Hi, unfortunately, setting PARAMETERS_MIN_ALIGNMENT seems to be not enough. Code still crashes in nontemporalMemcpy in in rocThrust tests (and supposedly in other libraries that pass unaligned pointers to hipMemcpyAsync).

The traceback is:

libamdhip64.so.5!roc::nontemporalMemcpy(uint16_t size, const void * __restrict__ src, void * __restrict__ dst) (\usr\src\debug\dev-util\hip-5.7.1\clr-rocm-5.7.1\rocclr\device\rocm\rocvirtual.cpp:2799)

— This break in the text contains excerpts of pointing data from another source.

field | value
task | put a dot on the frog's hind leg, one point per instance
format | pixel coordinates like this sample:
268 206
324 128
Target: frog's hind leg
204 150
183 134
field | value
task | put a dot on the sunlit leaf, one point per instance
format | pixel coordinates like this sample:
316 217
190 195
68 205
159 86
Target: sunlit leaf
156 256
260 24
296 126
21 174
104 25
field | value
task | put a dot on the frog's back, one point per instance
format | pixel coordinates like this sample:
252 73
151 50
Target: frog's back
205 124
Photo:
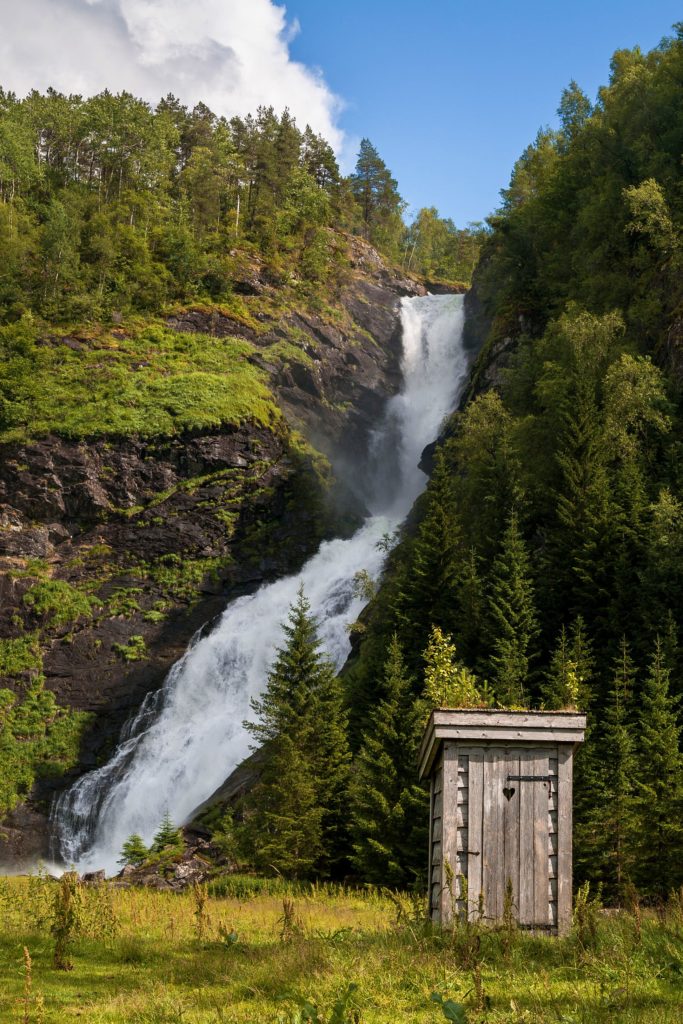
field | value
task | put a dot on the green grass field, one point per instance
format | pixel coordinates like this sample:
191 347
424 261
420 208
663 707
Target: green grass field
144 957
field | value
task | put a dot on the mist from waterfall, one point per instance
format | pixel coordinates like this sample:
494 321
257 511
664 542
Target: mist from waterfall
188 736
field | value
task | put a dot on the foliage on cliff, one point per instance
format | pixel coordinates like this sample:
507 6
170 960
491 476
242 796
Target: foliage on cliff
550 541
37 737
108 205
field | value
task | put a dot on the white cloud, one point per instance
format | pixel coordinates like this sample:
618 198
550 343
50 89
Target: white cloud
230 54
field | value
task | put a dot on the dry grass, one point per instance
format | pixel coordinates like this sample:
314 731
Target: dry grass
147 967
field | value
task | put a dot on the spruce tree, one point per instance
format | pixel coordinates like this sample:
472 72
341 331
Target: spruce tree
431 587
607 830
513 624
658 797
283 821
167 838
389 808
133 851
567 682
302 724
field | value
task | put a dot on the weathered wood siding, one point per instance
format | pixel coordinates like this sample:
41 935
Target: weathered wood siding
501 819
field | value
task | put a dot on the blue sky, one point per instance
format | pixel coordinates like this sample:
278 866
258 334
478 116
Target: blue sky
451 92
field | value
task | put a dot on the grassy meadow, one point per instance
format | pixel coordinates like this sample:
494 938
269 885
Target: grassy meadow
286 954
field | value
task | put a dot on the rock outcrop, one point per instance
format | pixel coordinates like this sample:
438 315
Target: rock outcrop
151 537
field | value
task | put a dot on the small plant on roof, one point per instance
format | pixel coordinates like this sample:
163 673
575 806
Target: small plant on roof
447 683
133 851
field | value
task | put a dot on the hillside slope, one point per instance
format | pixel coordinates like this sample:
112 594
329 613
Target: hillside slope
165 467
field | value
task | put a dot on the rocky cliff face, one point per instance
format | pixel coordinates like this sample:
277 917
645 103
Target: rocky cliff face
115 551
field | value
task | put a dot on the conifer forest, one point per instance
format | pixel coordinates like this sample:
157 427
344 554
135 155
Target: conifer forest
285 466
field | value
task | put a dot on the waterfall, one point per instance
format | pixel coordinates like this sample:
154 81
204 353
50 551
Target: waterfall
188 736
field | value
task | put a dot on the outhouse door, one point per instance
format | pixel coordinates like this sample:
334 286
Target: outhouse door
506 833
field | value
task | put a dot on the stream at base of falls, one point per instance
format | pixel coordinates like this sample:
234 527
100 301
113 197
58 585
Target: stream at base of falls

libamdhip64.so.5!roc::VirtualGPU::submitKernelInternal(roc::VirtualGPU * const this, const amd::NDRangeContainer & sizes,  kernel, const_address parameters, void * eventHandle, uint32_t sharedMemBytes, amd::NDRangeKernelCommand * vcmd, hsa_kernel_dispatch_packet_t * aql_packet) (\usr\src\debug\dev-util\hip-5.7.1\clr-rocm-5.7.1\rocclr\device\rocm\rocvirtual.cpp:3099)
libamdhip64.so.5!roc::KernelBlitManager::copyBuffer(const roc::KernelBlitManager * const this,  srcMemory,  dstMemory,  srcOrigin,  dstOrigin,  sizeIn, bool entire, amd::CopyMetadata copyMetadata) (\usr\src\debug\dev-util\hip-5.7.1\clr-rocm-5.7.1\rocclr\device\rocm\rocblit.hpp:217)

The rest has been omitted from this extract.